Public buildings, schools, churches, the theater, and museums were all in the hopeless state of desolation in which they were left by the earthquake. Bits of roof hung down the outsides of the walls and the footway was littered with heaps of stucco ornaments and shattered cornices. A payment of some hundred dollars would ensure that a house that had been marked as insecure with a black cross was then deemed as done with its necessary repairs, allowing the owners to leave the houses empty and in ruins.
It was at the Guatemala City General Cemetery that the devastation was most evident: all was demolished on the night of the earthquake and it was said that about eight thousand dead were shaken from their graves, threatening pestilence to the city and forcing the authorities to burn all of them in a gigantic bonfire. The empty tombs were still open in 1920 and no attempt had been made to restore the cemetery to its original condition.
Finally, Prince Wilhelm, pointed out that the world had sent help in the form of money and goods, which arrived by shipload in Puerto Barrios, but neither helped the city because millions found their way to the President's treasury and his ministers sent provisions to Honduras and sold them there for a good profit.
Aftermath
The earthquakes marked the beginning of the end of the long presidency of lawyer Manuel Estrada Cabrera, who had been ruling in the country since 1898; firm opposition to his regime started after it became evident that the President was incapable of leading the recovery efforts.
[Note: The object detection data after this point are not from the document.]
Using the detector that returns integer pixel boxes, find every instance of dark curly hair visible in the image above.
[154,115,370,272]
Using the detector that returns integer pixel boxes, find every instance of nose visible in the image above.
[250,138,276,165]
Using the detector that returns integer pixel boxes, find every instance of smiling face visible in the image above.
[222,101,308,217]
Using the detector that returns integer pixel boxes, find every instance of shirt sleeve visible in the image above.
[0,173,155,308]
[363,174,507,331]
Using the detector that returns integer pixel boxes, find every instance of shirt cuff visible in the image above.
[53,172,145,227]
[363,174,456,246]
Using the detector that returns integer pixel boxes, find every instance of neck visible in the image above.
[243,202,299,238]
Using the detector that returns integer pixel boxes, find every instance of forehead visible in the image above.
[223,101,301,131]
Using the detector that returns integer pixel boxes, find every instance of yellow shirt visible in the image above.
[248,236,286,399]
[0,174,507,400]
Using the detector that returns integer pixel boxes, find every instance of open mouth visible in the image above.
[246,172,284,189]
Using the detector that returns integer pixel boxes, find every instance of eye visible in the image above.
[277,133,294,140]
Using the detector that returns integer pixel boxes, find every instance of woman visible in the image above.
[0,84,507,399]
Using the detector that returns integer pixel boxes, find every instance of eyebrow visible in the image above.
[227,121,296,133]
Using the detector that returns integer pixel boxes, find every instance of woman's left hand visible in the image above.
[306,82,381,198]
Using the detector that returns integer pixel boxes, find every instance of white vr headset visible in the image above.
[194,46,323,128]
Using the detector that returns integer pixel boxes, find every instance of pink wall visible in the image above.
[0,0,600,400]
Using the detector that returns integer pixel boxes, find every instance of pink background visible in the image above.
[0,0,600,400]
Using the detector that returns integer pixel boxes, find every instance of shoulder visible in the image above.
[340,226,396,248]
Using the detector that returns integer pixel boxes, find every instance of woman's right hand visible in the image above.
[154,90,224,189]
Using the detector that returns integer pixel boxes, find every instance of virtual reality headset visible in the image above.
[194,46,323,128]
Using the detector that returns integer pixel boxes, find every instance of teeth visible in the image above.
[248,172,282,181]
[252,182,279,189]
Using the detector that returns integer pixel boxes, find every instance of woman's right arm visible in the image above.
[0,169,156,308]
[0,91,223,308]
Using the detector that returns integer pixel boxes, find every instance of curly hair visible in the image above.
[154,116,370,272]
For instance, in an interview done in 1970, German literary critic Günter W. Lorenz asked 1967 Literature Nobel Laureate Miguel Ángel Asturias why he started writing; to his question, Asturias replied: "Yes, at 10:25 p.m of 25 December 1917, an earthquake destroyed my city. I remember seeing something like an immense cloud covering the moon. I was in a cellar, a hole in the ground or a cave, or something like that. Right there and then I wrote my first poem, a goodbye song to Guatemala. Later on I was really mad by the circumstances under which the rubble was removed and by the social injustice that became really apparent then." This experience prompted Asturias to start writing when he was 18 years old; he wrote a tale called The political beggars, which eventually became his most famous novel: El Señor Presidente.Bishop of Facelli, Piñol y Batres from the Aycinena family, began preaching against the government policies in the San Francisco Church in 1919, instructed by his cousin, Manuel Cobos Batres. For the first time, the Catholic Church opposed the President; additionally, Cobos Batres was able to inflame the nationality sentiment of conservative criollo leaders José Azmitia, Tácito Molina, Eduardo Camacho, Julio Bianchi and Emilio Escamilla into forming a Central America Unionist party and oppose the strong regime of Estrada Cabrera. The Unionist party began its activities with the support of several sectors of the Guatemala City society, among them the Universidad Estrada Cabrera students and the labor associations, who under the leadership of Silverio Ortiz founded the Patriotic Labor Committee. After a long struggle, Estrada Cabrera was finally overthrown on 14 April 1920.